The allegations against Ms Foulche were that she had removed property from the nursing home where she worked without permission; had failed to organise chiropody services for residents; had failed to provide proper meals for residents; had placed residents in a windowless room; and had shouted at residents.
Ms Foulche did not attend the hearing and did not provide any reasons why she could not attend. The panel proceeded in her absence and found the allegations proved, made a finding of impairment and ordered Ms Foulche's name to be removed from the register.
In reaching its decision to strike off Ms Foulche, the panel took into account the vulnerability of those in her care and Ms Foulche's lack of regard for the health needs of residents, as well as her breach of trust, her prolonged conduct, and her failure to remedy her conduct.

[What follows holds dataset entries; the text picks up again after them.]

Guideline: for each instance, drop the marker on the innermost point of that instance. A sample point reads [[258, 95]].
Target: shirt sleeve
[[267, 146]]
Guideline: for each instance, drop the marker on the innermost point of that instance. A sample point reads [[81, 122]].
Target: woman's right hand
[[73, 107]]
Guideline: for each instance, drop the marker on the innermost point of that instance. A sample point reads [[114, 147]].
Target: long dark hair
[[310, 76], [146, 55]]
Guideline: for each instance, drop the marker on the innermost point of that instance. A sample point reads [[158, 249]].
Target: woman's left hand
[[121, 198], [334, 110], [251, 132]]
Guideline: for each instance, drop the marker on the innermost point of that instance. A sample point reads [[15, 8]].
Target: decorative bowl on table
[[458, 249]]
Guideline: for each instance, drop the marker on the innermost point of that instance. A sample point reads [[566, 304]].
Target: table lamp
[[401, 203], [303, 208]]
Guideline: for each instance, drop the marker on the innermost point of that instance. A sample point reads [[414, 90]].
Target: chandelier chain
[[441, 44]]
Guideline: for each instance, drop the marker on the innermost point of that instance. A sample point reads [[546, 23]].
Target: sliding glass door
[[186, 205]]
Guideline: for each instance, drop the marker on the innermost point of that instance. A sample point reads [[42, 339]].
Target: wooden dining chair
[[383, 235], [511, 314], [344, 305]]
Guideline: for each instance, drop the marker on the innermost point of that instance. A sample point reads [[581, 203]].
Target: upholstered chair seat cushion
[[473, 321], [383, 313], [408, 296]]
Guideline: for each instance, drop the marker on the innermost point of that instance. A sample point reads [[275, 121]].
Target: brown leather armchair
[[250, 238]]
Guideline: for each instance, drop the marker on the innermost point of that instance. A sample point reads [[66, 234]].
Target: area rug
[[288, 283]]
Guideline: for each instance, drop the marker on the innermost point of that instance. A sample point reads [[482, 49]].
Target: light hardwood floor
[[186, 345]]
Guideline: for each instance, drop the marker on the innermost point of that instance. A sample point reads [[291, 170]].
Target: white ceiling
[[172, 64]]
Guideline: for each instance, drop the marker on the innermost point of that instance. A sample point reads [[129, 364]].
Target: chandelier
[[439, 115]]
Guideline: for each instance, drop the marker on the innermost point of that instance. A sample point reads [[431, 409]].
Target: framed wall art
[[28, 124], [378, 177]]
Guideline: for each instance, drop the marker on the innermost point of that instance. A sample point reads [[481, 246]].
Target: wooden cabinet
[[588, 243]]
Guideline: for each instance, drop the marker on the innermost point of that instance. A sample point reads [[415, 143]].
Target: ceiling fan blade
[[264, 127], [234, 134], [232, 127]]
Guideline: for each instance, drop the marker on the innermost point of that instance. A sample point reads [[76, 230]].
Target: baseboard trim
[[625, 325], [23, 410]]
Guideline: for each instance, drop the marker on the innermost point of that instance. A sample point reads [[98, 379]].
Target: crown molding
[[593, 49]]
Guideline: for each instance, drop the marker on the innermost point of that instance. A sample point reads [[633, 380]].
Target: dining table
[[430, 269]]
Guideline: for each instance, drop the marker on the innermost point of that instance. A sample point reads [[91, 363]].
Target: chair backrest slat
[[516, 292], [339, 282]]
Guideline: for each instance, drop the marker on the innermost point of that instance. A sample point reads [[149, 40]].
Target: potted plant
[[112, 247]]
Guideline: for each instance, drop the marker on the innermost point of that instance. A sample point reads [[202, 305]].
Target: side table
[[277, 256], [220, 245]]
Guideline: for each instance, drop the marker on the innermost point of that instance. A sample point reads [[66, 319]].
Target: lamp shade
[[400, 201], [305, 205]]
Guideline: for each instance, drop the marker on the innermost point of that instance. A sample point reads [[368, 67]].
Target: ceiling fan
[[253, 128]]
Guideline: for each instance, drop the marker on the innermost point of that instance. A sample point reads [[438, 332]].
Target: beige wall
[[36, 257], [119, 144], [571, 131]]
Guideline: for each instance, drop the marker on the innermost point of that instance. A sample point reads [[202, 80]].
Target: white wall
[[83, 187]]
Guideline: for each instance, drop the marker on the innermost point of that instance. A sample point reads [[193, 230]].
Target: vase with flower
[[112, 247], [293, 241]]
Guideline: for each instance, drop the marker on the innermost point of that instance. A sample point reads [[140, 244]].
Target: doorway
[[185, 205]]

On appeal, the court held that the panel had been entitled to find the charges against Ms Foulche proved. Despite not attending the original hearing, Ms Foulche had provided two letters to the panel which set out her views on the matters to be considered. The panel had considered the letters but preferred the evidence of several other witnesses whose evidence was at odds with that of Ms Foulche. The court found that the panel's findings of fact could not be challenged.
In relation to the sanction to be imposed, the court found that the panel had considered all the options available to it, including not taking any action. However, it also took into account the actual harm done to the residents, the prolonged nature of the conduct and Ms Foulche's lack of insight into her behaviour. The panel had additionally considered the effect a striking off order would have on Ms Foulche, but was also obliged to consider the standing of the profession as a whole. The court held that although the sanction was severe, it was one of the options available to the panel and in the circumstances, it was not unjust.
Accordingly, the appeal was dismissed.